Le directoire du Parti démocratique gabonais (PDG) n’a, à ce jour, pas officiellement réagi à la « mise en demeure avant poursuites judiciaires » adressée le 20 février par Ali Bongo Ondimba. Se présentant comme le « président légitime » du parti, l’ancien chef de l’État, désormais installé à Paris, accuse l’actuelle direction d’avoir orchestré un « coup de force interne » le 7 mars 2024, en violation des textes régissant la formation politique. Il vise nommément le président du PDG, Blaise Louembe, ainsi que la secrétaire générale Angélique Ngoma, qu’il soupçonne également d’avoir favorisé, lors des dernières élections législatives et locales, les intérêts de l’Union démocratique des bâtisseurs (UDB), formation soutenant l’actuel pouvoir.
L’ultimatum est clair : quinze jours pour démissionner de leurs fonctions, libérer les locaux du parti et cesser toute utilisation de ses symboles, logo et dénomination. À défaut, Ali Bongo Ondimba promet des poursuites judiciaires. Cette offensive marque son retour dans l’arène politique après plus de deux années de relative discrétion au sein du parti qu’il a dirigé et incarné. Elle ravive surtout les fractures internes d’une formation fragilisée depuis la perte du pouvoir et traversée par des recompositions stratégiques. Pour l’ancien président, il s’agit de « récupérer son parti » ; pour ses adversaires internes, l’initiative pourrait apparaître comme une tentative de reprise en main tardive.
Du côté des militants, la prudence domine.
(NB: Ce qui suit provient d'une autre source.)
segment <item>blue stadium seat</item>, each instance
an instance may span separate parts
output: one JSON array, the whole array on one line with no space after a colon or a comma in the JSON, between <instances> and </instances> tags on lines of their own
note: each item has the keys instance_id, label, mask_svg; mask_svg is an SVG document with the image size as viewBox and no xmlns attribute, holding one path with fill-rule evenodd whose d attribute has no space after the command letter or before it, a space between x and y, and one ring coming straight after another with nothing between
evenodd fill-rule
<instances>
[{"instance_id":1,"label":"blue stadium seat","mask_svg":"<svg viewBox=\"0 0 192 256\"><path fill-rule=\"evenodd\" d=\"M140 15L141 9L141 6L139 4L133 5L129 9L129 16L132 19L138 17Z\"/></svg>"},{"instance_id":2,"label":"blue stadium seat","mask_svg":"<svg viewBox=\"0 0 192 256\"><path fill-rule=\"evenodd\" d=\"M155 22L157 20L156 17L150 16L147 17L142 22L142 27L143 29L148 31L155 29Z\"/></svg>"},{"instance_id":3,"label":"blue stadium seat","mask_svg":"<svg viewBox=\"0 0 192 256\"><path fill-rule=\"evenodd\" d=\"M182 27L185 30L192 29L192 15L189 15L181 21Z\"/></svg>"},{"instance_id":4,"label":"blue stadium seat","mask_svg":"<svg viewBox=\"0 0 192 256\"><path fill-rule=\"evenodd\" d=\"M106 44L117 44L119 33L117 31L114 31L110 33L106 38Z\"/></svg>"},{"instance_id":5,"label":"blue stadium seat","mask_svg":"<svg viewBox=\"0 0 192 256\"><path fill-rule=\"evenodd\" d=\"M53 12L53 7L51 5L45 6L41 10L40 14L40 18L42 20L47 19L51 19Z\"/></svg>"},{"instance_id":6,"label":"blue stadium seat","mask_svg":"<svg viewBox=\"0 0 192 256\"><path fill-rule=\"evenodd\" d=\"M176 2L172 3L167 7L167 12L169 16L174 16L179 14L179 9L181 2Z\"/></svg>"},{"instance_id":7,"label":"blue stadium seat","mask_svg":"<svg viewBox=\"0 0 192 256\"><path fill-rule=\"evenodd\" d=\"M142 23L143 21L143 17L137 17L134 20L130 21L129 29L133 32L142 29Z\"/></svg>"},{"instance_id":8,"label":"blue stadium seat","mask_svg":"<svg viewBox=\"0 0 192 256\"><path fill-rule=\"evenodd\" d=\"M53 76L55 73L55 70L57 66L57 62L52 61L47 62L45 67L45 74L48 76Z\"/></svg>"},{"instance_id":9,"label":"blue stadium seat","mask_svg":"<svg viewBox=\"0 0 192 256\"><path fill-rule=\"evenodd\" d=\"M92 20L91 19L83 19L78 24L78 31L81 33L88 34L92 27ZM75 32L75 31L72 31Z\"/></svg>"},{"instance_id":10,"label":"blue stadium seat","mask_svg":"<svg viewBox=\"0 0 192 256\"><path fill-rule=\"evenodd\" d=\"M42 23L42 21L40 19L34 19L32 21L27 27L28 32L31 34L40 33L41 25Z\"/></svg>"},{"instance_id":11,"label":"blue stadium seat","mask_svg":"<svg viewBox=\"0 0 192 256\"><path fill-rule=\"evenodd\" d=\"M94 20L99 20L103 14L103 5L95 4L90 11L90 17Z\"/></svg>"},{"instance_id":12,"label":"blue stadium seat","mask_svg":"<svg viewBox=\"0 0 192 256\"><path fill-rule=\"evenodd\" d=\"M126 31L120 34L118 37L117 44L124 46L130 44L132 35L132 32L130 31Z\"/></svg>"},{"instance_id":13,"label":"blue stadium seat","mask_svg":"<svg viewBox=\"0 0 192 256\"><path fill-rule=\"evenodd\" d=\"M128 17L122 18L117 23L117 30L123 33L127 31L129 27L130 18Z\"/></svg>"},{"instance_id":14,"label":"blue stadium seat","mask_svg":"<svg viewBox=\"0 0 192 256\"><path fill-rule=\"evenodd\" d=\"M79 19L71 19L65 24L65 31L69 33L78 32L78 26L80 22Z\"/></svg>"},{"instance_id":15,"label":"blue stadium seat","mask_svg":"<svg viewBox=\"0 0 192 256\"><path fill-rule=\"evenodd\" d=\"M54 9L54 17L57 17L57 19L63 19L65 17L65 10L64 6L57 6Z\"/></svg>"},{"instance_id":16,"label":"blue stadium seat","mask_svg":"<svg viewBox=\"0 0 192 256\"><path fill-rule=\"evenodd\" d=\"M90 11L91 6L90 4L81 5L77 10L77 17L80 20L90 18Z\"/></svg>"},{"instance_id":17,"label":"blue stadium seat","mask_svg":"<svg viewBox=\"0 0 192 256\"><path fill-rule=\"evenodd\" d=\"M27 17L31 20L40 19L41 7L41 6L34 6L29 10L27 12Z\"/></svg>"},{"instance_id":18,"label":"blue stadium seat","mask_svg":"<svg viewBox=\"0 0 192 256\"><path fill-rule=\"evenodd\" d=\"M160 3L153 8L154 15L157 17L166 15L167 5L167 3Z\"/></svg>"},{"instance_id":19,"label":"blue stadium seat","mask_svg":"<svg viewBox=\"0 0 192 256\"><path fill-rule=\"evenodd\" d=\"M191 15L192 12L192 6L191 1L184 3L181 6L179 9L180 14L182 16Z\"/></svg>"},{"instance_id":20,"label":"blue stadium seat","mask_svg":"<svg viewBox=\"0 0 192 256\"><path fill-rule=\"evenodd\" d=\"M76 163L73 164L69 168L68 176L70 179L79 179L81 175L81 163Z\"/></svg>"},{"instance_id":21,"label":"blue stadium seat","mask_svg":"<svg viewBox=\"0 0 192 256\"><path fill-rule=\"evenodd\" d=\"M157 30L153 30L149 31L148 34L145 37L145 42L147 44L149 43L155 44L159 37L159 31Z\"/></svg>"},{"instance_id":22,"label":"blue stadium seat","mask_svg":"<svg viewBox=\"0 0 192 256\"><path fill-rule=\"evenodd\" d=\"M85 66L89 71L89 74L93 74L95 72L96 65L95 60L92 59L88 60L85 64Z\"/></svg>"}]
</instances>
Certains appellent à l’apaisement, relativisant la portée juridique et politique de cette démarche, tandis que d’autres redoutent une escalade aux conséquences imprévisibles. La perspective d’un congrès avant la commémoration du 58ᵉ anniversaire du PDG, le 12 mars prochain, semble désormais compromise. Ironie du calendrier : la date d’expiration de l’ultimatum pourrait coïncider avec les célébrations. Une conjonction qui risque de transformer un moment symbolique en nouvel épisode d’une crise dont l’issue demeure incertaine.